Il palazzo è stato occupato nel 2006 e da allora ci abitano centinaia di richiedenti asilo e rifugiati. “Le persone che abitavano nei sotterranei sono state fatte uscire per un controllo dei documenti e poi gli è stato detto che non sarebbero più potute rientrare”, racconta Issam, residente nel palazzo. “Ci è stato detto che era stata avvertita la Sala operativa sociale ma da quel giorno nessuno si è mai presentato. Così le persone si sono accampate per strada, con tende e materassi, all’esterno del palazzo”. Poi ha aggiunto: “Hanno tutti i documenti in regola e vivono in Italia da tanti anni. Avrebbero diritto anche a una casa popolare”.

Il presidio è stata anche occasione per i presenti di denunciare una situazione più generale di mancanza di risposte per quanti hanno difficoltà abitative nel Comune di Roma, in particolare per i migranti. “Ricordo che l'occupazione del Selam Palace nacque nel 2006, in seguito allo sgombero di un altro immobile occupato da parte dell'amministrazione Veltroni”, ha ricordato Giovanna Cavallo di Pensare Migrante. “Sedici anni dopo, l'unica alternativa all'occupazione è ancora la strada”. 
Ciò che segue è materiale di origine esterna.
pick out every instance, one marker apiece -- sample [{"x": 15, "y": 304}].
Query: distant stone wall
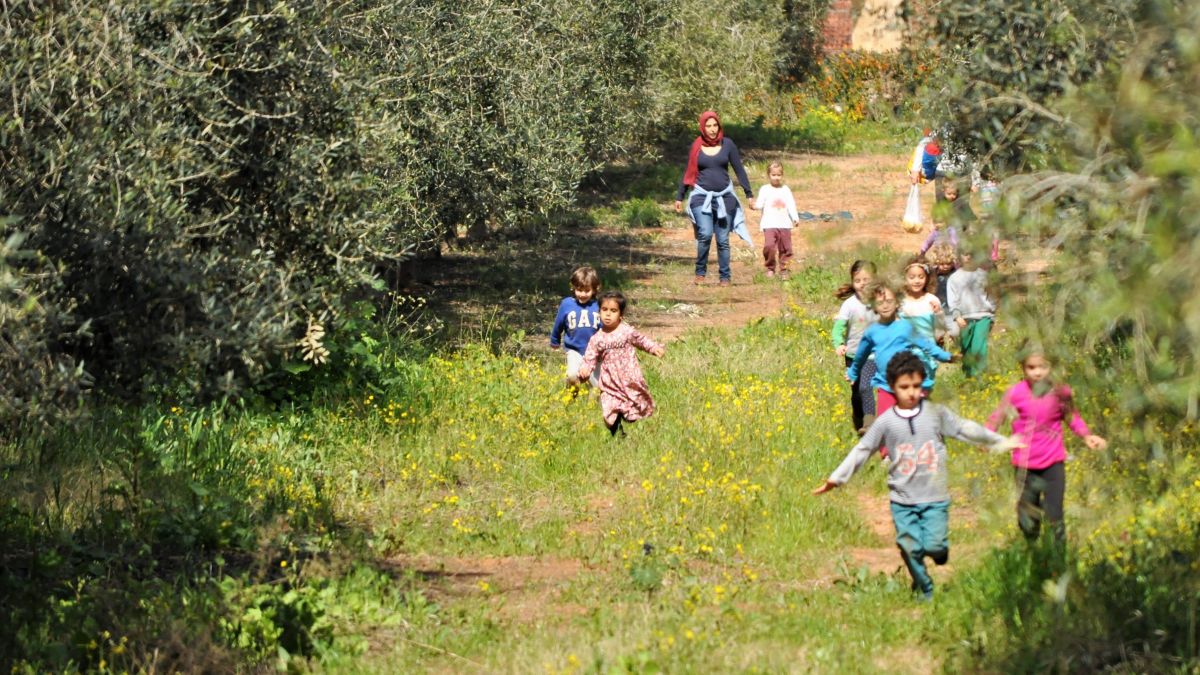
[
  {"x": 877, "y": 28},
  {"x": 839, "y": 27}
]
Con il presidio in corso sul largo marciapiede davanti alle scale del dipartimento Politiche sociali, una delegazione formata da migranti e attivisti di Nonna Roma è stata ricevuta dall’assessora Veronica Mammì. “Al termine di un lungo incontro durato circa due ore, siamo riusciti a ottenere un impegno a trovare delle soluzione in tempi brevi”, ha spiegato Campailla. “Alcuni rifugiati hanno diritto ad accedere al circuito dell’accoglienza per i richiedenti asilo, altri hanno già terminato il proprio percorso nei centri e per loro, quindi, si aprirebbe la stessa strada che si propone ai senza fissa dimora. Il dipartimento ha degli strumenti e gli chiediamo di utilizzarli. Non possiamo non rilevare che se non ci fosse stata la mobilitazione, lo sgombero sarebbe avvenuto senza alcun interesse da parte del dipartimento. Noi continueremo a fare la nostra parte e torneremo a mobilitarci se necessario”.